Newspaper Reader.
Jan 22, 2026
Editor: Here are the opening paragraphs of the perpetual, self congratulatory chatter of Bret Stephens, garnished via Thomas Mann. But carefully elided from the vision, the amerness of NYT reader, Mann’s sexual longing for other men! Reader look to the Diaries. Even though incompleat Stephens can’t erase Mann’s sexuality !

Decades before this Swiss village became famous as a pilgrimage site for global elites attending the annual meeting of the World Economic Forum, it was best known as a destination for well-to-do invalids seeking respiratory relief in the crisp Alpine air. It was that reputation that brought Thomas Mann to Davos (where his wife was convalescing) for a three-week visit in 1912, inspiring his great novel, “The Magic Mountain,” published 12 years later.
The book is set in the years before World War I, and one of its aims is to address the moral and psychological unraveling of European civilization on the eve of its catastrophe. At its heart lies a long argument between two fiercely held and fatally flawed worldviews. The first is represented by the character of Lodovico Settembrini, an earnest but naïve pacifist and internationalist. The second comes from Leo Naphta, a proto-totalitarian figure who thinks that the ideals of freedom are an illusion and that humanity’s “deepest desire is to obey.”
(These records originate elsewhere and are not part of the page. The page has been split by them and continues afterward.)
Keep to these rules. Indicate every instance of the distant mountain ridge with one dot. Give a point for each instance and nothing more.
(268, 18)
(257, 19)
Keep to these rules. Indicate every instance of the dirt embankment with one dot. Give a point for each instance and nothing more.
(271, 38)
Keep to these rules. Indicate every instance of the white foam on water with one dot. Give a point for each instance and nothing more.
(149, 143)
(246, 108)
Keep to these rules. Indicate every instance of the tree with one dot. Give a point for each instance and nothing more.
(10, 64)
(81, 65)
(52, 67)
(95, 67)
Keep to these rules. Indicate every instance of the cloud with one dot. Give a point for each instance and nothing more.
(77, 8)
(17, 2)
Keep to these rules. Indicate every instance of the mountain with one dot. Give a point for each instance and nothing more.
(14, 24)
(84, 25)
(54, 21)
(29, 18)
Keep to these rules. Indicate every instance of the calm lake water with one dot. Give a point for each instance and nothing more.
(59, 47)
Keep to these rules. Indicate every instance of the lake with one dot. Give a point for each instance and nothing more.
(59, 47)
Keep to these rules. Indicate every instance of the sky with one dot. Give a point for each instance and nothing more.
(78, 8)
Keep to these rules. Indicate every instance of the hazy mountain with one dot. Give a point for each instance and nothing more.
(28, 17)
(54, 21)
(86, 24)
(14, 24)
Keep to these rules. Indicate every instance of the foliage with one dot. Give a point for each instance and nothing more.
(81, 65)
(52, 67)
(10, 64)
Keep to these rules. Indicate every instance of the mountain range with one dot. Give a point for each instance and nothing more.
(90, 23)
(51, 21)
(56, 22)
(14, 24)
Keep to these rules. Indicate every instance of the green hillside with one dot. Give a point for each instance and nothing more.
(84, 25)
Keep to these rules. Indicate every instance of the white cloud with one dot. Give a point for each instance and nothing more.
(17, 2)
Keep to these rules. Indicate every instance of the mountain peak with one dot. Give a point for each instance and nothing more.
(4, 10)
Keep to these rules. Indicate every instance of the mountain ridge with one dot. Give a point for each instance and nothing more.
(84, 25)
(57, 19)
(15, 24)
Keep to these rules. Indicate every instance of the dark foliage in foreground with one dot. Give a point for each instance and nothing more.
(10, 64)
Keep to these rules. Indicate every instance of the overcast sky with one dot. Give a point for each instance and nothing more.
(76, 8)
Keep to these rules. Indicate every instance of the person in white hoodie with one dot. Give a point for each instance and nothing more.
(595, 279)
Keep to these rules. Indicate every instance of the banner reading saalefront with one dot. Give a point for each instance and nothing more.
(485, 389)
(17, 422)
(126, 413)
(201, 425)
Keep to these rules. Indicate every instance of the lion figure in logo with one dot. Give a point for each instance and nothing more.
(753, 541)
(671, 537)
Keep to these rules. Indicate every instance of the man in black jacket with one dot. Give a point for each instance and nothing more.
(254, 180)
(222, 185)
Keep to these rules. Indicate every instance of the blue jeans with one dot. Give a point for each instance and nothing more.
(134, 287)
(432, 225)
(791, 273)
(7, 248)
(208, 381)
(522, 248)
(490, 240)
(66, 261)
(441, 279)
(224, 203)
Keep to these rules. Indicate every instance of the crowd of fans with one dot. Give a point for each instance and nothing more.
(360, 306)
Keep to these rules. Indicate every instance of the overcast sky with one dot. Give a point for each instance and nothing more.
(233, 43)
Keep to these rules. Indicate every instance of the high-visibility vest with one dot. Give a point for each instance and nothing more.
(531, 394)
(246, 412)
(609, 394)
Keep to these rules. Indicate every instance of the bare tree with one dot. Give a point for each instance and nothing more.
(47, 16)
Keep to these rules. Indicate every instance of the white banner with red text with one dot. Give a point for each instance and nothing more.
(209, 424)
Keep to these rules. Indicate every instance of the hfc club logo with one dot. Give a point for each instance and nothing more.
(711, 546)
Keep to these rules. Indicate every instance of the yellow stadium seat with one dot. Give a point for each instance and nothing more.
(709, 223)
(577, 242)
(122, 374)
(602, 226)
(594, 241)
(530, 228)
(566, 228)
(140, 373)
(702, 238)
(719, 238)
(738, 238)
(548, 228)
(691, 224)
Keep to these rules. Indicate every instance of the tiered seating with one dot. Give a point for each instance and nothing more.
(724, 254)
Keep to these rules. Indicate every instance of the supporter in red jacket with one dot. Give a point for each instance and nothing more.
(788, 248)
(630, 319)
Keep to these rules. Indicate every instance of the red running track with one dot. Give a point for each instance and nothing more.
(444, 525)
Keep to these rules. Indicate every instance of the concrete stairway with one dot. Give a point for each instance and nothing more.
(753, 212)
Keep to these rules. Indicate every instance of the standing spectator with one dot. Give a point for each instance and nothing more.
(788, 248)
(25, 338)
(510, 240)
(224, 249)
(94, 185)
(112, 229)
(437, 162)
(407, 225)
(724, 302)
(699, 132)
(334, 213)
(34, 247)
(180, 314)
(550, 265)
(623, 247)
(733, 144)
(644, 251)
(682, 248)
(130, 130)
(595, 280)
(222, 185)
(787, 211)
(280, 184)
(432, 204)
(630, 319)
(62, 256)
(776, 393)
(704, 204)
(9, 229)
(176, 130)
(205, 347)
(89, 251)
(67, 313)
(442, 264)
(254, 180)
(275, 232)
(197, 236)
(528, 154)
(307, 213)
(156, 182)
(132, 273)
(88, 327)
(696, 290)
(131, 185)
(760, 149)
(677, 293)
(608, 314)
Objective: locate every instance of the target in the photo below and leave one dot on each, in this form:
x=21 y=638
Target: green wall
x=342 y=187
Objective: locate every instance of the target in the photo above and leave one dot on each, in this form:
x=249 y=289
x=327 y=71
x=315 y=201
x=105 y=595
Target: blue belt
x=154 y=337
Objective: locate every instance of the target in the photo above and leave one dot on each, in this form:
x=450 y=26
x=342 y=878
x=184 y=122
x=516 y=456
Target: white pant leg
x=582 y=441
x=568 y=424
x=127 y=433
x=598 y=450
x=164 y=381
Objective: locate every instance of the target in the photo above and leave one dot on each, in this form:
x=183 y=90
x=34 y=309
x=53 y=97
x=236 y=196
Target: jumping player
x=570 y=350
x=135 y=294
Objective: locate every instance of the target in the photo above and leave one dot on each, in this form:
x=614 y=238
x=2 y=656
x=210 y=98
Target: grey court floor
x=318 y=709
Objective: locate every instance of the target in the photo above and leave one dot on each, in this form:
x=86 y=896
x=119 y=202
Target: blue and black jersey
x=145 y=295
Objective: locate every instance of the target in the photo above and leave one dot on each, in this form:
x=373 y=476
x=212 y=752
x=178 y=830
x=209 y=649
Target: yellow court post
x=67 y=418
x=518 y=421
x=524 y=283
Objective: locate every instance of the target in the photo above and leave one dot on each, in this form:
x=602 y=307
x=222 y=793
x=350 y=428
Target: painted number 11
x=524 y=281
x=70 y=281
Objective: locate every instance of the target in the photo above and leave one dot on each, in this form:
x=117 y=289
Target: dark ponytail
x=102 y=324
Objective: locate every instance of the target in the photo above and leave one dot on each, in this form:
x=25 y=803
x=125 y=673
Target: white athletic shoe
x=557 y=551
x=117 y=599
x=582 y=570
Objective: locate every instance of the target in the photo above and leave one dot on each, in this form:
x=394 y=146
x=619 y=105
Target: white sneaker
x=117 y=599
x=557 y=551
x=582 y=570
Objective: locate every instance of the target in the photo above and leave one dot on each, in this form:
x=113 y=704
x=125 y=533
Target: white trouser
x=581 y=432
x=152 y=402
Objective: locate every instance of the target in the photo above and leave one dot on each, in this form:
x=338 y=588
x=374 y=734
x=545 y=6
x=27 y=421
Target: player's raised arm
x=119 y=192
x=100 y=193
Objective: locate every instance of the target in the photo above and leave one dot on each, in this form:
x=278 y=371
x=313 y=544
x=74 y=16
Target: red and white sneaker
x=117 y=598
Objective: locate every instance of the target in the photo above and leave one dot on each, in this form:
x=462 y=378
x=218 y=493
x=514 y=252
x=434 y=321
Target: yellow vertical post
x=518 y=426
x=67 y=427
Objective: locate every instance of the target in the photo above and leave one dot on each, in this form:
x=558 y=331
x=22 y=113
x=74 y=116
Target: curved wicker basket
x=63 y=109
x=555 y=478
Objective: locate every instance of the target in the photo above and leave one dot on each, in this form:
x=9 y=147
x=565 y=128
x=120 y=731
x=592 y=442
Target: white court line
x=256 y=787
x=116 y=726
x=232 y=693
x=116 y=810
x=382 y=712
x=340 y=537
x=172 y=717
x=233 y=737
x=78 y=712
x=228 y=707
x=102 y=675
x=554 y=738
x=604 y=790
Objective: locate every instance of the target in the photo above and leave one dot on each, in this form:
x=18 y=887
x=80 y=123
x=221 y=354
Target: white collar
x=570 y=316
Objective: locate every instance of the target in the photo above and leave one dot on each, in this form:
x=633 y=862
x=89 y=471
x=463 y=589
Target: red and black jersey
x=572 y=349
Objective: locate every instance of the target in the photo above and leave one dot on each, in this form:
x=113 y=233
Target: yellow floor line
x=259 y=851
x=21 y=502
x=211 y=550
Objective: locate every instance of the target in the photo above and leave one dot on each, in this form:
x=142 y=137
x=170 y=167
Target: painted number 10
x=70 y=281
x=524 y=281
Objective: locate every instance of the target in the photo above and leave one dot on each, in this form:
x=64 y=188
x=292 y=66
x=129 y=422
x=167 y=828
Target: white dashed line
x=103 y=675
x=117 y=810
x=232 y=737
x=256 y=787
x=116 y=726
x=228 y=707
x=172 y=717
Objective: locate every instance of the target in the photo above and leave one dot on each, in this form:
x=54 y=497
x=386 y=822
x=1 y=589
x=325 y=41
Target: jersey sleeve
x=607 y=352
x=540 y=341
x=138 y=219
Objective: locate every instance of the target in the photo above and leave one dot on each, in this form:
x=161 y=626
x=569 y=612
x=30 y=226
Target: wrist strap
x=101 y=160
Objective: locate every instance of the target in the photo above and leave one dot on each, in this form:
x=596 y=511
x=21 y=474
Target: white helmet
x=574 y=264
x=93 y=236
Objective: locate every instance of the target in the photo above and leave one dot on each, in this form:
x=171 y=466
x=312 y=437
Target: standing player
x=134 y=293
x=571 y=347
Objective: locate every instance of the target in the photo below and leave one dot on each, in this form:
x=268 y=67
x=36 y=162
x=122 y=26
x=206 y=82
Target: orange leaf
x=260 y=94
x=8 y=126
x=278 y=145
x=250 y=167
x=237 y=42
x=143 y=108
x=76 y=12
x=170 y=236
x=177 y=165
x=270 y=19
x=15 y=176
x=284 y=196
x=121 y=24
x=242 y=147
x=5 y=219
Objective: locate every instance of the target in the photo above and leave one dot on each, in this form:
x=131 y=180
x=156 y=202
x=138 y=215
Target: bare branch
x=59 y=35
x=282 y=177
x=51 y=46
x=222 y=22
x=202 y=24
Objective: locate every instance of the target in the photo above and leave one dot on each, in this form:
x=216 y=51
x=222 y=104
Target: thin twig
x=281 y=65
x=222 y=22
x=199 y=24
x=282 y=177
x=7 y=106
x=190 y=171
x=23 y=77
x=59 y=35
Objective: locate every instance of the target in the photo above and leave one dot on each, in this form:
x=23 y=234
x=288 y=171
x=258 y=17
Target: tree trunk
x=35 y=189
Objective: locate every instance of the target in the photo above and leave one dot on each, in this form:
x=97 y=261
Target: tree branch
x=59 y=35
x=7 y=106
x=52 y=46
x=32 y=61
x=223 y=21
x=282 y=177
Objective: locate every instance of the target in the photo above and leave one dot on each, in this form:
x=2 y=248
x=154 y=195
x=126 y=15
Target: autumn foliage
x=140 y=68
Both men are dying of tuberculosis. In the book’s climactic scene, they face off in a duel in which Settembrini fires his gun in the air and Naphta shoots himself — emblematic of the soft liberalism that lacks the nerve to defend its values, and the despotic will to power that ultimately destroys itself.
That could almost be Davos this week. Officially, the theme of this year’s meeting is “A Spirit of Dialogue” — emollient pablum to suit a modern-day Settembrini. Unofficially, we have entered the territory of Naphta — of open menace and nervous apprehension and calculations of available power. The underlying spirit of Davos this year is fear.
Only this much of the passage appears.